Mihver orduları, bu arada, Rusya’nın derinliklerine doğru ilerlerken kat ettikleri büyük mesafeler göz önüne alındığında, erzaklarını temin etmekten giderek artan zorluklarla karşı karşıya kalmışlardı. General Hasso von Manteuffel (1897-1978) şöyle ifade etmişti; “Gökler sonsuz görünüyordu, ufuk belirsizdi. Manzaranın monotonluğu, ormanlık, bataklık ve ova alanlarının uçsuz bucaksızlığı bizi bunaltıyordu” (Stone, 146). Yollar kötüydü veya yoktu, köprüler azdı ve aralarında uzun mesafe vardı ve köylerin erzak olarak sunabileceği pek bir şey yoktu. Stalin’in partizanlara mümkün olan her yerde ve her zaman Mihver erzaklarını sabote etme emri nedeniyle Alman lojistik faaliyeti de ciddibir şekilde zorluk yaşıyordu.
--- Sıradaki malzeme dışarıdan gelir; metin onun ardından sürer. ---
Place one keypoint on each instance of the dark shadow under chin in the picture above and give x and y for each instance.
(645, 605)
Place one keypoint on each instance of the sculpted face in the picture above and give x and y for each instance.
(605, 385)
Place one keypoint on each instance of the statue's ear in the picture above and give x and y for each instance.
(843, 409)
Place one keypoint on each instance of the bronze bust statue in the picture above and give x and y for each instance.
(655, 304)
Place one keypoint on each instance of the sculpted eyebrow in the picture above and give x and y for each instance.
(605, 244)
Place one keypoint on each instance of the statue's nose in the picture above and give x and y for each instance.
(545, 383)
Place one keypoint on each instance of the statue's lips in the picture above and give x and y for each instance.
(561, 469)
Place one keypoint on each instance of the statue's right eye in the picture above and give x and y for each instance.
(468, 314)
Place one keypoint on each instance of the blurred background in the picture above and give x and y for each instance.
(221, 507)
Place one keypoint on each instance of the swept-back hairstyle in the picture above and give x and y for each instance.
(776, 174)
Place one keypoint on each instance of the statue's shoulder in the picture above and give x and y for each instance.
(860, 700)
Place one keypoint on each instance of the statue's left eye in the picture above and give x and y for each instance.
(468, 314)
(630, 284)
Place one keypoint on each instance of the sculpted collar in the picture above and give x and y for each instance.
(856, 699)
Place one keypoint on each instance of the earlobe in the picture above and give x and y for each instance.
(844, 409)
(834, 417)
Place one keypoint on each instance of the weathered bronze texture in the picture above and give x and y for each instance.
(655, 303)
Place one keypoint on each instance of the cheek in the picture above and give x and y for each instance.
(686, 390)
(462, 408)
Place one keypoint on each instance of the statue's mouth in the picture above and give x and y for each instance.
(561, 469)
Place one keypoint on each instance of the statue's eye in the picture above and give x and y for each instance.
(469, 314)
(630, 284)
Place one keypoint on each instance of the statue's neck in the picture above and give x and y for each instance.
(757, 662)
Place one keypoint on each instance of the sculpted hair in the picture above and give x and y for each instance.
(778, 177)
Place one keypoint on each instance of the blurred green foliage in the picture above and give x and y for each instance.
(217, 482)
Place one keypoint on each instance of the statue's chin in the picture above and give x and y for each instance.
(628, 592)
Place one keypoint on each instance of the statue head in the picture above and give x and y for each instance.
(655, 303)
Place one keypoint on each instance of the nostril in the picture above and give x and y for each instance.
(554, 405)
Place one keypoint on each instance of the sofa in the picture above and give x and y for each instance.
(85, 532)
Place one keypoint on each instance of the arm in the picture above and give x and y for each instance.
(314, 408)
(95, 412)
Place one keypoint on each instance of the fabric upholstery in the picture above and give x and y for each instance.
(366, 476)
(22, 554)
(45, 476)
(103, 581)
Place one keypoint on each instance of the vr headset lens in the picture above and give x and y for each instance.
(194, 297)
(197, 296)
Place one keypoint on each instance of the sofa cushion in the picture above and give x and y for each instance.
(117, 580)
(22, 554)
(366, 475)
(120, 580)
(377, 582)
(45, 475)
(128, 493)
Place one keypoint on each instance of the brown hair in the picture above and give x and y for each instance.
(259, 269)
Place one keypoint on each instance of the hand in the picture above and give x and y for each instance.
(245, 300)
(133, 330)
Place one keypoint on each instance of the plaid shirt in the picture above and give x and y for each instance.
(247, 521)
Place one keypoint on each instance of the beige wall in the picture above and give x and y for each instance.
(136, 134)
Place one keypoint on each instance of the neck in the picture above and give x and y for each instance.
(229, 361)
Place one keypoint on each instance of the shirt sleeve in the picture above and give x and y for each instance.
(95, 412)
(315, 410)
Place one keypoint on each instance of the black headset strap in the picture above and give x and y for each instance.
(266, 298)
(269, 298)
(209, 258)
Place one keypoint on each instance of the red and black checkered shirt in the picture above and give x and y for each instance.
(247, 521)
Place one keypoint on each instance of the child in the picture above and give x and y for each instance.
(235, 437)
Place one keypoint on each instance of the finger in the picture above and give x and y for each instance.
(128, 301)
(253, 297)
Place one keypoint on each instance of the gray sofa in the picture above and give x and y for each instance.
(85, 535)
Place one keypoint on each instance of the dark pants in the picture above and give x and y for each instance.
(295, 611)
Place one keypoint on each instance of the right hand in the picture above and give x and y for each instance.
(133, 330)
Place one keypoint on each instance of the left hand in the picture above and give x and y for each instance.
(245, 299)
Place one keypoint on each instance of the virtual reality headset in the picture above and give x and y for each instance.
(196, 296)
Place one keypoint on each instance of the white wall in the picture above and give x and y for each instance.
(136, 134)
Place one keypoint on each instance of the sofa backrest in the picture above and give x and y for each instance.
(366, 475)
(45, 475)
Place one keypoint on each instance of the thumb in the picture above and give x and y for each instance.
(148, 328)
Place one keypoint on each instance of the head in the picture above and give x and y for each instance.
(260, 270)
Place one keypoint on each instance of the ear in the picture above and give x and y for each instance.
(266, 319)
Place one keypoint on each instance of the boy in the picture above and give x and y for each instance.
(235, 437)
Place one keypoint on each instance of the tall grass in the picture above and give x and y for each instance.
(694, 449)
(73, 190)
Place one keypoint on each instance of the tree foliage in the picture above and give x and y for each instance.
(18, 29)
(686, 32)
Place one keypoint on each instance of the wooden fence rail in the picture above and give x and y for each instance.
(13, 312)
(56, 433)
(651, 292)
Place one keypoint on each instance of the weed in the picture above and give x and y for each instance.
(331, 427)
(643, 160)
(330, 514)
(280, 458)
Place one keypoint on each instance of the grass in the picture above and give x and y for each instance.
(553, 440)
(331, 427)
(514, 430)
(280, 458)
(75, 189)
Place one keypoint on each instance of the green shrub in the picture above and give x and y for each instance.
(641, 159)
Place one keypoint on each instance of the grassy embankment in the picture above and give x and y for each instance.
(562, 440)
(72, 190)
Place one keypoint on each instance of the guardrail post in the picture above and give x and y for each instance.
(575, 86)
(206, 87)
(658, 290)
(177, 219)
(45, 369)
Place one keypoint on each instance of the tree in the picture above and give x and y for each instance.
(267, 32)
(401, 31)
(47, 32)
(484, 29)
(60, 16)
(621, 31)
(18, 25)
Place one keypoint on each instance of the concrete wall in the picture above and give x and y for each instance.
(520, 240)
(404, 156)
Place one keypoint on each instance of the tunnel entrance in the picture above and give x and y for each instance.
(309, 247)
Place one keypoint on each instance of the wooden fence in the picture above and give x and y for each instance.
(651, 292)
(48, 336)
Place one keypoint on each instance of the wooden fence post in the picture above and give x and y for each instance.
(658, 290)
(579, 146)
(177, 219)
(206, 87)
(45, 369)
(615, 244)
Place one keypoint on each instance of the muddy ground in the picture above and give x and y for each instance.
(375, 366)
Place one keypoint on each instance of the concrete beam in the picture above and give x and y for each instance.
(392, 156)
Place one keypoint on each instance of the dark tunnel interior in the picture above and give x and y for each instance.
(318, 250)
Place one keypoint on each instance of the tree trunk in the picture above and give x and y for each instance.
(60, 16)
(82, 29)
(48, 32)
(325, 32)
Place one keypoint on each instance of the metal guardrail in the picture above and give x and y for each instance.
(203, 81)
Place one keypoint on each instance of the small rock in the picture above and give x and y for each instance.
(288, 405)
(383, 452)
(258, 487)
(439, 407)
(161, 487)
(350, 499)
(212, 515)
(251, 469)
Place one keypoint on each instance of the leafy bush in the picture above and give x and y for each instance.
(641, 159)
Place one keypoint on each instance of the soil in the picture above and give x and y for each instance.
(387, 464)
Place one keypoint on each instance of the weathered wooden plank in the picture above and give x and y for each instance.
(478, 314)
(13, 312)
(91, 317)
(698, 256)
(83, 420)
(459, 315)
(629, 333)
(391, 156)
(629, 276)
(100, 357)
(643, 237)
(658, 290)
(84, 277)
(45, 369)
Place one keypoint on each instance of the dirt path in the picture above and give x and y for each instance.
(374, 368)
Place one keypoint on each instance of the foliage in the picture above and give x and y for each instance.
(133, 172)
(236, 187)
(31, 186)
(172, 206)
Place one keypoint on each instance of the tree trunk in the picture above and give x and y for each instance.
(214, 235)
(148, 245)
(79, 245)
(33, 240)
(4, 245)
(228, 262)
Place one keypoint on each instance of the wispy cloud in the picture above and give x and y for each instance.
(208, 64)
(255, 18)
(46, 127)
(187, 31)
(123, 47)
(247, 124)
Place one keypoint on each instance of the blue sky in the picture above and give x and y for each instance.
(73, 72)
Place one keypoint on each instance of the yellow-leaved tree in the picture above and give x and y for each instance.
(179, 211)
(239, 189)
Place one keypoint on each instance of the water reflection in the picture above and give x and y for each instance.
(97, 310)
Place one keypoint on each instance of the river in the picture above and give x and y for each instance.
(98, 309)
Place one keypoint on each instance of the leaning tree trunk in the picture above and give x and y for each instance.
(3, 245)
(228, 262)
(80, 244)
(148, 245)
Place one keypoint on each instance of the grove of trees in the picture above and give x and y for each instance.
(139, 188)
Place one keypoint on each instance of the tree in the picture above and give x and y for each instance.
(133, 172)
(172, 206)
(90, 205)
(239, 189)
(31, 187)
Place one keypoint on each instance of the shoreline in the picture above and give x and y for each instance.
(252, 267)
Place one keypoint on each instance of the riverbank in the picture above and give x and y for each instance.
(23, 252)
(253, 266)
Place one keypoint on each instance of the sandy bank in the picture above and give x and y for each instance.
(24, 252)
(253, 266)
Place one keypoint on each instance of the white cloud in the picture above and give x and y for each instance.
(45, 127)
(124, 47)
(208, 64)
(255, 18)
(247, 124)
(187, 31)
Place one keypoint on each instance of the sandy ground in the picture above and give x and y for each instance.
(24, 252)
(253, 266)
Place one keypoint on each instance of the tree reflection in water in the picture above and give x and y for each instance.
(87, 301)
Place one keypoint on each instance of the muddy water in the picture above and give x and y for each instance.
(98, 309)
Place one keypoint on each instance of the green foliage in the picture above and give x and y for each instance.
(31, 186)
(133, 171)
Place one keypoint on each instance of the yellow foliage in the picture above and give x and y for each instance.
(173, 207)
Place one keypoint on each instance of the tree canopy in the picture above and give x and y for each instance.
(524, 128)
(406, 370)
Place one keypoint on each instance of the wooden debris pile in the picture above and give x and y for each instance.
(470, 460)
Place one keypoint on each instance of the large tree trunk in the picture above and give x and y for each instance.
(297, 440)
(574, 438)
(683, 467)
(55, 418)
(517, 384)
Bütün bunların yanında, 1941 yılı sonbaharı son dönemi hava şartları yolları çamurlu hale getirmiş ve böylece lojistik sağlama her iki taraf için de son derece zorlaşmıştı. Hitler açısından daha da kötüsü, Japonya Pasifik üzerine odaklanacak gibi olmasından ve artık SSCB için bir tehdit oluşturmayacağından, Stalin, Sibirya ve Doğu Rusya’dan cepheye yeni birlikler getirebilmişti. Moskova tehdit altında kalmaya devam etmişti, ancak önemli diğer bir konu, Stalin’in Moskova’da kalması ve bütün şehrin bir kale haline getirme çağrısında bulunması olmuştu. Moskova’nın savunma harekâtına, kaynaklarını büyük bir saldırı için bir araya getiren General Zhukov komuta etmişti.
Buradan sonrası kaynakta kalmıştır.